Kepala Pusat Penerangan TNI Mayjen Wuryanto kemarin menyatakan seluruh kerja sama militer dengan Australia dihentikan untuk sementara. Mabes TNI menegaskan seluruh kerja sama akan dikaji kembali sebelum TNI bersedia membuka kembali hubungan dengan Australia.
"Bukan hanya latihan militer, tetapi seluruh kerja sama dengan Australia," kata Kapuspen TNI Mayjen Wuryanto saat dihubungi merdeka.com, Rabu (4/1).

Latihan Bersama Kopassus dan SASR ©2016 handout/Pen Kopassus
Kepala Angkatan Udara Australia Marsekal Mark Binskin sudah melayangkan surat kepada Panglima TNI Jenderal Gatot Nurmantyo mengenai kasus ini pada 23 November lalu.
Seorang diplomat yang mengetahui kasus ini menyatakan Binskin sudah memastikan materi yang menghina Pancasila di Perth itu tidak menggambarkan seluruh pandangan militer Australia terhadap Indonesia, seperti dilansir ABC News, Rabu (4/1). Peristiwa itu menurutnya hanya insidental saja.
Panglima militer Australia Letnan Jenderal Angus Campbell juga sudah menulis kepada Jenderal Gatot pada 24 November lalu. Dalam suratnya dia mengatakan Australia tidak mendukung materi yang menghina Pancasila itu.
Dalam pernyataannya Menteri Pertahanan Payne menjelaskan, pihaknya sangat mencermati kasus ini dan penyelidikan atas hal ini sudah akan rampung.
"Australia berkomitmen membangun hubungan pertahanan yang kuat dengan Indonesia, termasuk latihan kerja sama militer," ujar Payne.
Peristiwa penghentian kerja sama militer ini adalah kali kedua yang dilakukan Indonesia terhadap Australia.
Kejadian pertama terjadi saat muncul kasus penyadapan telepon oleh intelijen Australia terhadap Presiden Susilo Bambang Yudhoyono dan sejumlah pejabat Indonesia lainnya pada 2013 silam.
Kala itu Presiden SBY mengambil langkah tegas dengan menghentikan kerja sama di bidang militer.
"Saya juga minta dihentikan dulu, latihan-latihan bersama antara tentara Indonesia dan Australia, baik Angkatan Darat, Angkatan Laut, maupun Angkatan Udara, maupun latihan yang sifatnya gabungan," kata SBY dalam konferensi pers November 2013.
SBY juga menjelaskan, beberapa agenda kerja sama lain yang juga akan dikaji ulang adalah kerja sama pertukaran informasi dan intelijen antara kedua negara, dan penanganan kasus penyelundupan orang.
Namun rupanya PM Tony Abbot tidak juga menyampaikan permintaan maaf terkait penyadapan tersebut.
Panglima TNI kala itu Jenderal Moeldoko pun merespons keputusan pemerintah.
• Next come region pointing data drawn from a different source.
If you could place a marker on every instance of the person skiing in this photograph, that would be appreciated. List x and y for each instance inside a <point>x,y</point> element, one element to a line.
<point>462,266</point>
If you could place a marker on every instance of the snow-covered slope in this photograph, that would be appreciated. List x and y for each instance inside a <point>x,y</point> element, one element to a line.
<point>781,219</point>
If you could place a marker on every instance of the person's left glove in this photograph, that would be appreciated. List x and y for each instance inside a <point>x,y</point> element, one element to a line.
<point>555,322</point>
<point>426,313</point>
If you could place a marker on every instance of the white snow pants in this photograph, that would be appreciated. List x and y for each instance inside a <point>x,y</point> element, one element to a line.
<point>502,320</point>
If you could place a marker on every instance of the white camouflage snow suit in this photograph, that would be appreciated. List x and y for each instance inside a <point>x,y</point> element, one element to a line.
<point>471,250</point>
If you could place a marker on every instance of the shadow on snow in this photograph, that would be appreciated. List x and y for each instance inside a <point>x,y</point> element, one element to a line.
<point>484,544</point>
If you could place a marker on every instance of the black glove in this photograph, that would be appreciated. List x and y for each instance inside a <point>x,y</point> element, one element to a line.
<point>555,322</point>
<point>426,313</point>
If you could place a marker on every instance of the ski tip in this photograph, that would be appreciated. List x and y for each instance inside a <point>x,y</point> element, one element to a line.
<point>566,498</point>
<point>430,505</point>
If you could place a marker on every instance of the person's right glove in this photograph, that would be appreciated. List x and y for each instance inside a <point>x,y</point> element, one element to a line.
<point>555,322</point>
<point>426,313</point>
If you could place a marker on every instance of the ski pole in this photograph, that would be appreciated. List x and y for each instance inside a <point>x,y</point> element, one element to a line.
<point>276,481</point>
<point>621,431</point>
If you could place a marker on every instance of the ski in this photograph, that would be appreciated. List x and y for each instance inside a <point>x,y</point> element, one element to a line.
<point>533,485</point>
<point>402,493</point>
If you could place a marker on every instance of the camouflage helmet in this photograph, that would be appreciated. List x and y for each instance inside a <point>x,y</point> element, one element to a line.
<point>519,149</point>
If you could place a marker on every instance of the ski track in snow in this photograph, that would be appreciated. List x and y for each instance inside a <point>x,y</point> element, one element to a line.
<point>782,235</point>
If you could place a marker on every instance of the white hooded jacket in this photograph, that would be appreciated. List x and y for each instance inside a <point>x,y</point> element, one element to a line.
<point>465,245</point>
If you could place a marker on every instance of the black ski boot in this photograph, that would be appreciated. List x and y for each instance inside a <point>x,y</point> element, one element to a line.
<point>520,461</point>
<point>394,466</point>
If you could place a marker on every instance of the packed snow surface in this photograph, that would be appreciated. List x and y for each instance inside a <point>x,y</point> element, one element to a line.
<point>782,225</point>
Rangkaian pelatihan yang seharusnya berakhir 24 November dihentikan beberapa hari lebih cepat. Para pilot juga dipastikan kembali ke Tanah Air sebelum tanggal itu.
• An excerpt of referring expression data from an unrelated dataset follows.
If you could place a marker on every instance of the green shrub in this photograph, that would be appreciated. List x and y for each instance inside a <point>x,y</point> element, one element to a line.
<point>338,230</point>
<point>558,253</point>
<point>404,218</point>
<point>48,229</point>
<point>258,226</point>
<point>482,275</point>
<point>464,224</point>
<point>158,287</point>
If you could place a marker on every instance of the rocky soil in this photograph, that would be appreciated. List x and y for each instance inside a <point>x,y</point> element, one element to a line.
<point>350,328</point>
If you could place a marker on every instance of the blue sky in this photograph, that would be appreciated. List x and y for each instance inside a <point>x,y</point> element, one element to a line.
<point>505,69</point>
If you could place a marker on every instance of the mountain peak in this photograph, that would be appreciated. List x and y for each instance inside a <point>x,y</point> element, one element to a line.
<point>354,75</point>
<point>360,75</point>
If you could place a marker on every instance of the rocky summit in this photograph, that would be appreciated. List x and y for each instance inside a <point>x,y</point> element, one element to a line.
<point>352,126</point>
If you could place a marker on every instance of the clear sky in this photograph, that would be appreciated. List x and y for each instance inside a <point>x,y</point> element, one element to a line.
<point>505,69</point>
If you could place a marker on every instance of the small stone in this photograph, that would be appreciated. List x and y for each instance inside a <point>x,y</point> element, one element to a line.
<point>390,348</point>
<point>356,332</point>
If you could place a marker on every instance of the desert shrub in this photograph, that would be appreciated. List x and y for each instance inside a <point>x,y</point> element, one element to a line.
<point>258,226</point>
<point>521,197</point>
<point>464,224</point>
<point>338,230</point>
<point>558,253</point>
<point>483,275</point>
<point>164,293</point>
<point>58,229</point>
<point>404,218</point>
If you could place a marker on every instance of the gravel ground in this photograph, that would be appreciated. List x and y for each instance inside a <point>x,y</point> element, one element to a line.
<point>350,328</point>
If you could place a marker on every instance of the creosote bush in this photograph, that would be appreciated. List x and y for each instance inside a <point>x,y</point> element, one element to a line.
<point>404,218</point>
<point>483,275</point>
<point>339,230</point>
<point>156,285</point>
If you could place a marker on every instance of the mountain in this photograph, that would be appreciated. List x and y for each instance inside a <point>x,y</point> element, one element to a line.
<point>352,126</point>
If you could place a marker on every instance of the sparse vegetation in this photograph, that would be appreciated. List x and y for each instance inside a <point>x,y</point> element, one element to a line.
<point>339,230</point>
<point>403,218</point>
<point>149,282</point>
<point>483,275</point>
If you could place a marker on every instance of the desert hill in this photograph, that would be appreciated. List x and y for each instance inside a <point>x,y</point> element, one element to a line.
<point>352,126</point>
Panglima TNI jumpa pers soal penyadapan ©2013 Merdeka.com/M. Luthfi Rahman
"Sekarang ini kita sedang menghentikan latihan yang sedang berjalan di Australia ya. Ada pelatihan Australia-Indonesia sekarang. Harusnya sampai tanggal 24, saya hentikan sekarang dan besok harus kembali. Ada enam pesawat di sana, mereka kembali," ujar Moeldoko di Istana Merdeka, Jakarta, Rabu (20/11/2013).
Tak hanya latihan bersama di Australia, latihan yang berlangsung di Lembang, Jawa Barat dengan Kopassus juga dihentikan. Termasuk patroli bersama di wilayah selatan Pulau Jawa.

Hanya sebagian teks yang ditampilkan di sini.